It was a way of making side-by-side seating work better for pilot visibility, but as iverson suggests, this was most likely because they wanted to reuse YUH-61 elements rather than because it was the best solution.
I doubt that commonality with the YUH-61 was a major driver of the side-by-side layout:
- the expensive part of a helicopter that is carried over between designs is the rotor/engine/transmission system. The fuselage configuration is a lesser part of the cost and engineering effort.
- the differing demands of an attack helicopter with a large gun and sensor package mounted on the nose vs a utility transport with a substantial cabin would, I think, severely limit fuselage commonality forward of the tail boom.

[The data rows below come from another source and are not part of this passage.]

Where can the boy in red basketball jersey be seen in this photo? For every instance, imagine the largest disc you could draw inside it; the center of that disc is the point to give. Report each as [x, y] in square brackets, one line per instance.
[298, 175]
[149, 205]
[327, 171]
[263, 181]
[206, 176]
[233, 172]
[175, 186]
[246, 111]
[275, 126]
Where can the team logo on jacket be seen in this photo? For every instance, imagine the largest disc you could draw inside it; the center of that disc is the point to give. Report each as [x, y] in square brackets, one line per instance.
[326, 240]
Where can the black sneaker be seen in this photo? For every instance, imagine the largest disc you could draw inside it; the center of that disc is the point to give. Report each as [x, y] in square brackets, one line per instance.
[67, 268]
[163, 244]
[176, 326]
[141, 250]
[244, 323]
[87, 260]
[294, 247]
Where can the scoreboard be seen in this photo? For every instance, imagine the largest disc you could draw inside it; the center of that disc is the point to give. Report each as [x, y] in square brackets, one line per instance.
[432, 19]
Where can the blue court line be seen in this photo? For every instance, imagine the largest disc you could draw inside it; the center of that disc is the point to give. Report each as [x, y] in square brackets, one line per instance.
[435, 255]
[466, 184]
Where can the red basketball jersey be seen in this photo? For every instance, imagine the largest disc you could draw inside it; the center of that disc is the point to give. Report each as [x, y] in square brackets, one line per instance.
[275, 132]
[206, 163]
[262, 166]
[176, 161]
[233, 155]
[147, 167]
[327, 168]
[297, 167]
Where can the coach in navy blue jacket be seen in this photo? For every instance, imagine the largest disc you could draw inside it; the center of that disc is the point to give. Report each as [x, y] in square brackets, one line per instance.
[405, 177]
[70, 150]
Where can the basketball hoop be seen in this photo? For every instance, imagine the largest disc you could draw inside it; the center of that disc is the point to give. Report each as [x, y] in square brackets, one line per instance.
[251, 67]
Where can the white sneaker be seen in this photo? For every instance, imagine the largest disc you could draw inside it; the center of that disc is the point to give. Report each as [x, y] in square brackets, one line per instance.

- without knowing the details of the competition, contractors that are downselected to the prototype stage are usually generously rewarded if they lose the competition, otherwise it would be a fool's game. Often their participation in prototyping is more profitable than that of the winning competitor, who gets the bigger but longer-term prize of a production contract. So Boeing's investment in the YUH-61 had probably already paid off so that there was nothing to recoup.
- AAH was a major weapon system program with a long time horizon, without the severe time or cost pressures that force designers to adopt hardware from existing designs. Boeing would have been very foolish to compromise their entry with features that were anything but what they perceived to be "the best solution".